刻々と仕事の開始が迫るのに、俺はこんなところで無駄話。
でもまぁいいかと思った、そんな時。
「あ、てかそろそろ帰んなきゃだよね、お買い上げ110円になりまーす」
「あ、ICカードで」
「はーい」
さらっと終わりを告げられた会話に、ちょっとだけ寂しい、そう思った俺がいた。
でも、俺を帰そうというのは入口の優しさなのだから、無碍にはできない。
「次のシフト、いつ入ってんの?」
だから、帰らねば。
そう思った俺の頭と口が、驚きのミスマッチ。
おおう、なんてこと聞いてんだ俺!
「お? なんだなんだー? また来てくれんのかー?」
「いや、別に春休み暇なわけなので」
「そーかそーか、久々に会ったらちょっと楽しかったのかっ。

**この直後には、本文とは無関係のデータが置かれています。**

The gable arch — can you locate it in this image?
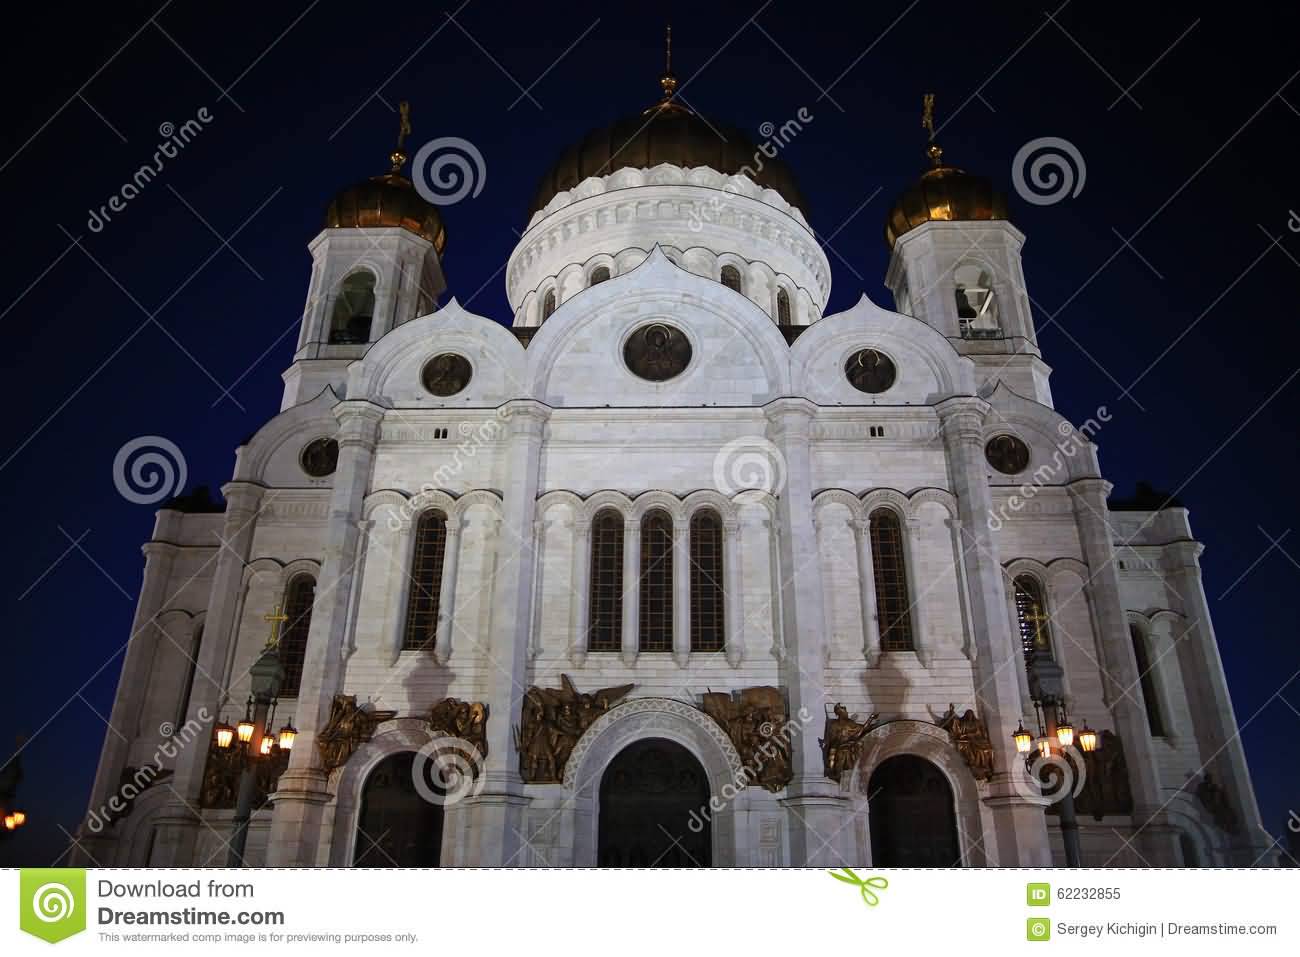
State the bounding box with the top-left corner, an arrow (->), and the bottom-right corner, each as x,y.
578,490 -> 636,523
630,490 -> 686,523
906,486 -> 958,520
680,489 -> 738,524
861,487 -> 911,519
813,488 -> 864,523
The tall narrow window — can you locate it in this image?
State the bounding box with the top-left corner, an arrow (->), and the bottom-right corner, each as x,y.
540,289 -> 557,322
175,625 -> 203,729
720,264 -> 743,294
590,266 -> 611,285
776,287 -> 792,326
639,510 -> 674,652
1013,575 -> 1053,663
328,271 -> 376,344
1130,625 -> 1166,736
279,577 -> 315,696
689,510 -> 725,652
588,510 -> 624,652
402,511 -> 448,652
869,509 -> 914,652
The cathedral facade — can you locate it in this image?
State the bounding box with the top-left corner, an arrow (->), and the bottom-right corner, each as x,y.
79,71 -> 1268,868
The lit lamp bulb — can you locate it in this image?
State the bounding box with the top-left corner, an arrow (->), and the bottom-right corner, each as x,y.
1078,722 -> 1098,753
278,723 -> 297,751
1012,722 -> 1033,755
12,811 -> 25,827
1036,737 -> 1052,760
1056,720 -> 1075,749
214,722 -> 235,749
236,719 -> 255,744
3,815 -> 14,831
258,735 -> 274,756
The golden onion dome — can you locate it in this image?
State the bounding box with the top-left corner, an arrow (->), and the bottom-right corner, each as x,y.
530,33 -> 807,218
324,101 -> 447,254
885,142 -> 1009,249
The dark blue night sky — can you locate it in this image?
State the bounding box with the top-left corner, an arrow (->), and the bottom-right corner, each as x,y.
2,0 -> 1298,865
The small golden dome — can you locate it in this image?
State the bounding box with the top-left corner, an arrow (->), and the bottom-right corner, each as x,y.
324,100 -> 447,254
885,143 -> 1009,249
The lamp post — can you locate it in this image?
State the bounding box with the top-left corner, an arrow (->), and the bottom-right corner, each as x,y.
212,605 -> 296,867
1016,656 -> 1100,867
0,737 -> 27,839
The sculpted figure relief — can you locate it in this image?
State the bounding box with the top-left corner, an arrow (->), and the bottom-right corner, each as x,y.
701,686 -> 793,792
316,695 -> 397,774
819,704 -> 879,782
427,697 -> 489,759
935,703 -> 995,782
514,675 -> 633,783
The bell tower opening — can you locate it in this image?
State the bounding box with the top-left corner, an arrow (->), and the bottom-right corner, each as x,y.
328,271 -> 377,344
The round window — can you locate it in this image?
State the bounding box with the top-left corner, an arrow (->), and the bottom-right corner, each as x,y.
623,323 -> 692,382
300,437 -> 339,477
844,348 -> 897,394
421,353 -> 473,396
985,434 -> 1031,474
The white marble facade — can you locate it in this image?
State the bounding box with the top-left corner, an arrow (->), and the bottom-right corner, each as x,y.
79,153 -> 1269,869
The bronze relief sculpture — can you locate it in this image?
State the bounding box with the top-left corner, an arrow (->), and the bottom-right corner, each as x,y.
819,703 -> 879,782
514,675 -> 634,783
623,322 -> 692,381
315,694 -> 397,774
844,348 -> 897,394
700,686 -> 793,792
935,703 -> 995,782
427,697 -> 489,759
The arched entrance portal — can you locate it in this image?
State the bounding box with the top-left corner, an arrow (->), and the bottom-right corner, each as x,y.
353,751 -> 442,867
868,754 -> 960,867
598,738 -> 711,867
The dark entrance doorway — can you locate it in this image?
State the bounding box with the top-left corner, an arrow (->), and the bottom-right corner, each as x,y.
868,754 -> 961,866
353,751 -> 443,867
598,738 -> 711,867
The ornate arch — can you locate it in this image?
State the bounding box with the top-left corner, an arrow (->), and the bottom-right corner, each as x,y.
907,486 -> 958,520
578,489 -> 635,523
813,488 -> 864,522
845,719 -> 988,867
629,490 -> 686,523
680,489 -> 738,524
861,487 -> 911,521
450,489 -> 504,525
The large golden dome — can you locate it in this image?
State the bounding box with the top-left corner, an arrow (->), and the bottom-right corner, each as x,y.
885,144 -> 1009,248
530,71 -> 807,218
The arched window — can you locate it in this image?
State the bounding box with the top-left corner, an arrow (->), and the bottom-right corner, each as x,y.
402,511 -> 448,652
540,289 -> 557,322
639,510 -> 674,652
328,271 -> 376,344
1130,624 -> 1166,736
590,266 -> 611,285
720,264 -> 743,294
776,287 -> 792,326
869,509 -> 913,652
279,576 -> 316,696
588,509 -> 624,652
689,510 -> 725,652
952,262 -> 998,338
1013,575 -> 1053,663
175,625 -> 203,728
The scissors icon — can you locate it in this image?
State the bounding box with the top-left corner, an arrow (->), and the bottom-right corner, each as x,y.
828,867 -> 889,906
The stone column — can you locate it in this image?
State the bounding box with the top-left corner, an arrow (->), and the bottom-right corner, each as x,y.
1067,478 -> 1179,864
765,399 -> 850,866
151,482 -> 265,867
266,400 -> 384,867
465,401 -> 550,866
946,516 -> 978,662
1162,540 -> 1270,862
432,516 -> 464,664
903,516 -> 932,667
850,516 -> 881,667
672,517 -> 691,667
935,397 -> 1051,867
569,518 -> 591,666
723,517 -> 744,668
76,534 -> 178,863
621,519 -> 641,667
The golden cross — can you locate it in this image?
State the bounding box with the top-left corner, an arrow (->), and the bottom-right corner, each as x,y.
921,93 -> 936,141
396,100 -> 412,151
665,24 -> 672,76
264,603 -> 289,649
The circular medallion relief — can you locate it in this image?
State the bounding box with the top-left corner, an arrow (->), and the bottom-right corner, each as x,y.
300,437 -> 339,477
421,353 -> 473,396
844,348 -> 897,394
985,434 -> 1031,474
623,323 -> 692,382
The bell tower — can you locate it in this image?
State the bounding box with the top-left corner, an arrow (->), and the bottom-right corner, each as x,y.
883,95 -> 1052,407
282,101 -> 448,409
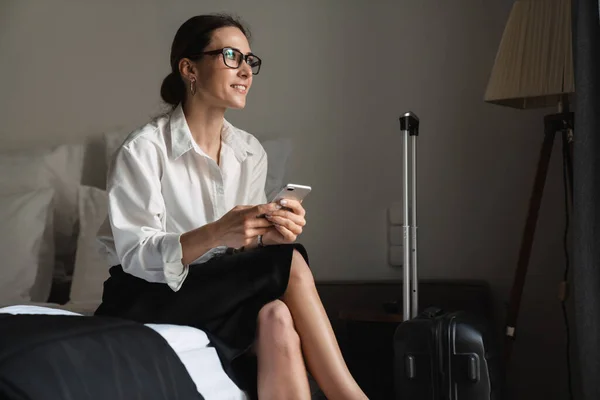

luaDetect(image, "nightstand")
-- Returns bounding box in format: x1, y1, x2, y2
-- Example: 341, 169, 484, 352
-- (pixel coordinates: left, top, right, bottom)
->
337, 308, 404, 400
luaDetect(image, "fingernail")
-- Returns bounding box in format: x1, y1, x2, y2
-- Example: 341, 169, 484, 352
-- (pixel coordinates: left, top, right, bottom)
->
265, 214, 272, 219
274, 204, 282, 210
280, 199, 287, 206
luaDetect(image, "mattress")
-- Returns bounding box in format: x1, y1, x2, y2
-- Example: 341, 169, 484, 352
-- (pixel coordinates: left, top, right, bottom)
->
0, 304, 249, 400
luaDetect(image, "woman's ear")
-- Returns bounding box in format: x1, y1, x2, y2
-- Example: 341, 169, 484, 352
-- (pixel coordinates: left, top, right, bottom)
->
179, 58, 197, 83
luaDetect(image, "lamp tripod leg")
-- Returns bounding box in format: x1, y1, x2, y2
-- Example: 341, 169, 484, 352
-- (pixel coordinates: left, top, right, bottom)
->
504, 128, 556, 368
561, 130, 574, 208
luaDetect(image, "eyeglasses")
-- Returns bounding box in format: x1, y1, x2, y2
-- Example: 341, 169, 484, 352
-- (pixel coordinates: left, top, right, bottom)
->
200, 47, 262, 75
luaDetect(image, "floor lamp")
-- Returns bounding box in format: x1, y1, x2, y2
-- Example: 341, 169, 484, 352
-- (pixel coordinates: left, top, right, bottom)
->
483, 0, 575, 368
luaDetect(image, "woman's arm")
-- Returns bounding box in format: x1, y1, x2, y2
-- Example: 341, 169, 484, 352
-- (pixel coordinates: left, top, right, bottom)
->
179, 205, 278, 263
107, 143, 194, 291
179, 222, 221, 266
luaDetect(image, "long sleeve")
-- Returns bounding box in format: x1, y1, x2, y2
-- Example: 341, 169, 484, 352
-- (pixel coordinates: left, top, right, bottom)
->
107, 143, 188, 291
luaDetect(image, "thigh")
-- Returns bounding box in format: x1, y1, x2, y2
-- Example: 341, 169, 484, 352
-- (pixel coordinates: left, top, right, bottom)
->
153, 244, 308, 329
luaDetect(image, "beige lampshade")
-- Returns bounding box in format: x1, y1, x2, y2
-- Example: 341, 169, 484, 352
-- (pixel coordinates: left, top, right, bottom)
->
484, 0, 575, 109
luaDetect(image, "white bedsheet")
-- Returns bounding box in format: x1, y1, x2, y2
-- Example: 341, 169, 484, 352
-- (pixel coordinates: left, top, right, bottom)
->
0, 301, 99, 315
0, 304, 249, 400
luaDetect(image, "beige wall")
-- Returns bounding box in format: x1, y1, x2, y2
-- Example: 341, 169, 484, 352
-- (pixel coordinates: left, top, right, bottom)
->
0, 0, 571, 398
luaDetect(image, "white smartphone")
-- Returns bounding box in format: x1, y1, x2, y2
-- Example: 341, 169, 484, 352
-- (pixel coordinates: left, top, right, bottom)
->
270, 183, 312, 204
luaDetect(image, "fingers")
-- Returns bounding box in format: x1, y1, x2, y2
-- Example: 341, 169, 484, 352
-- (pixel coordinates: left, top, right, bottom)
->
277, 199, 305, 217
265, 208, 305, 226
232, 202, 305, 246
265, 213, 304, 233
273, 223, 297, 242
265, 215, 303, 236
245, 216, 273, 229
241, 227, 271, 246
254, 202, 283, 218
233, 205, 254, 212
239, 228, 270, 248
246, 227, 271, 237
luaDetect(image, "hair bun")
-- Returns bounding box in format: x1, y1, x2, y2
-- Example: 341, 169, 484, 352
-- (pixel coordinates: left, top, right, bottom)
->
160, 72, 185, 107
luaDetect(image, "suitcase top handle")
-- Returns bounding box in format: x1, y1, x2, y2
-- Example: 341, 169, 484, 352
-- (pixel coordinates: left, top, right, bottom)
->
400, 112, 420, 136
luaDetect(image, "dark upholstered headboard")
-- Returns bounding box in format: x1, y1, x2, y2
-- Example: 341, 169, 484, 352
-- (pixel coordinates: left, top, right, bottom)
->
315, 279, 497, 335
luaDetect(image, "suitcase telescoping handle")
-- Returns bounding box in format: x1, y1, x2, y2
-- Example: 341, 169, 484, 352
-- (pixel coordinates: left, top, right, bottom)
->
400, 112, 420, 322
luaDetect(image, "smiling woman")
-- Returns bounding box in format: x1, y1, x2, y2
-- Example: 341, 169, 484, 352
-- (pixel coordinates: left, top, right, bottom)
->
160, 15, 260, 111
94, 13, 367, 400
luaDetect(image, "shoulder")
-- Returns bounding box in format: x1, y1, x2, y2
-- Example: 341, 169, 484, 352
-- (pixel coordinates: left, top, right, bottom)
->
225, 121, 266, 159
108, 113, 171, 181
119, 113, 170, 162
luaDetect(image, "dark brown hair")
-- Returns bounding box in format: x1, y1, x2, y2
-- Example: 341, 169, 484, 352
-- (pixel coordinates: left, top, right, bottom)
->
160, 14, 251, 107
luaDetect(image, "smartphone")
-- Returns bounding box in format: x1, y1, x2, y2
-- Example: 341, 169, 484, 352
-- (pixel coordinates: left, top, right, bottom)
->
270, 183, 312, 204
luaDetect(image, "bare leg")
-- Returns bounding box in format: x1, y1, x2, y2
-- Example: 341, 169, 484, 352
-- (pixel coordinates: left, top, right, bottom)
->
256, 300, 311, 400
281, 250, 368, 400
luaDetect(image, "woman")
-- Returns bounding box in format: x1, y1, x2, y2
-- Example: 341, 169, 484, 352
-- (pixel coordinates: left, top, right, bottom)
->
95, 13, 367, 400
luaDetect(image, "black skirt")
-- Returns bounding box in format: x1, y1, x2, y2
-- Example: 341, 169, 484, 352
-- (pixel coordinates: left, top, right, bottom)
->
94, 243, 309, 399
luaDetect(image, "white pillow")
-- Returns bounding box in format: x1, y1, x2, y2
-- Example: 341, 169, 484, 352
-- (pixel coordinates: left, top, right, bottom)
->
103, 130, 128, 169
0, 144, 84, 274
0, 188, 55, 303
69, 185, 110, 305
43, 144, 85, 240
260, 138, 293, 200
0, 144, 83, 237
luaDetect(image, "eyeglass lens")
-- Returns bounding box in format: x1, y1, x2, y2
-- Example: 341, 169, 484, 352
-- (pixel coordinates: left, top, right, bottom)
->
223, 48, 261, 75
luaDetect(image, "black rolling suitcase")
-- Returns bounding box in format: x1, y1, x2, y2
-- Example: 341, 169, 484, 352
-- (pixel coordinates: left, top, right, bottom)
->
393, 307, 503, 399
392, 112, 503, 400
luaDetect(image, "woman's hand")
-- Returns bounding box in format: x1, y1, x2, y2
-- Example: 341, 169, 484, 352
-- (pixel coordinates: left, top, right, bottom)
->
262, 199, 307, 245
214, 203, 281, 249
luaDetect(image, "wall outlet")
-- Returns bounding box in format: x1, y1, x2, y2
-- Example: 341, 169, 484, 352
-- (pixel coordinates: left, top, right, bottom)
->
388, 225, 403, 246
388, 245, 404, 267
388, 201, 403, 225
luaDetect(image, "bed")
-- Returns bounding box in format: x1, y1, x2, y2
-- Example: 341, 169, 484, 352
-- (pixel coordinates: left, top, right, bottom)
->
0, 129, 294, 399
0, 304, 248, 400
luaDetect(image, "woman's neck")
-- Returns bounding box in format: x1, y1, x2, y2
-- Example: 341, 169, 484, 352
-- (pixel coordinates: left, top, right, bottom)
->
182, 99, 226, 164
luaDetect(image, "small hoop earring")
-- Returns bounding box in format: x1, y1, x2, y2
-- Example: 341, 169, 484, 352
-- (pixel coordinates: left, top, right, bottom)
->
190, 77, 196, 96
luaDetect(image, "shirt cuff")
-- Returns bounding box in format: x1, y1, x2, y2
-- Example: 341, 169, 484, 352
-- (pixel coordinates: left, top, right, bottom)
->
160, 232, 188, 292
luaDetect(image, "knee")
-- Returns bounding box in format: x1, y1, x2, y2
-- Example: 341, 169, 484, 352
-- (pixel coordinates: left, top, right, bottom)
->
288, 249, 314, 288
257, 300, 299, 348
258, 300, 294, 331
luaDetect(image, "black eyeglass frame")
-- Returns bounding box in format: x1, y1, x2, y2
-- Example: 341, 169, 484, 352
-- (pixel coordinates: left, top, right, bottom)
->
196, 47, 262, 75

やー、出口は相変わらず可愛いねぇ?」
「ええいっ、そのちょっとウザいキャラやめろっ」
「ちなみに次は明後日の夜から入ってるよ」
「あ、そこは普通に教えてくれるんかい」
「別に嫌とは言ってないしねー。じゃあ、あと3回!」
「へ? 何が?」
「あと3回来てくれたら、どっか遊びに連れて行かれてあげるっ」
「……は?」
だが、俺の焦りをよそに、入口はノリ良く話を進めてしまい、終いには謎のポイント貯めたらデートと交換、みたいなキャンペーンを告げられた。
「嫌ならいいですー」
「いや、え、マジ?」
「マジマジ」
「俺、そんなこと言われたら通うよ?」
「どストレート! なんだよー、そんなにあたしに会いたいのかよー」
「あ、いや、今のは言葉の綾というか本気と書いてマジというか」
「はいはい、じゃあ約束ねー。その次のシフトは、明後日来たら教えたげるっ」
「心得た」
「武士かよっ。じゃ、気をつけて帰ってちゃんと働けよー」
「おう」
……何ということでしょう。
終電逃した俺、ナイス。
歩くことを決めた俺、ナイス。
道に迷った俺、ナイス。
たまには夜道を歩いてみるのも、いいもんだ。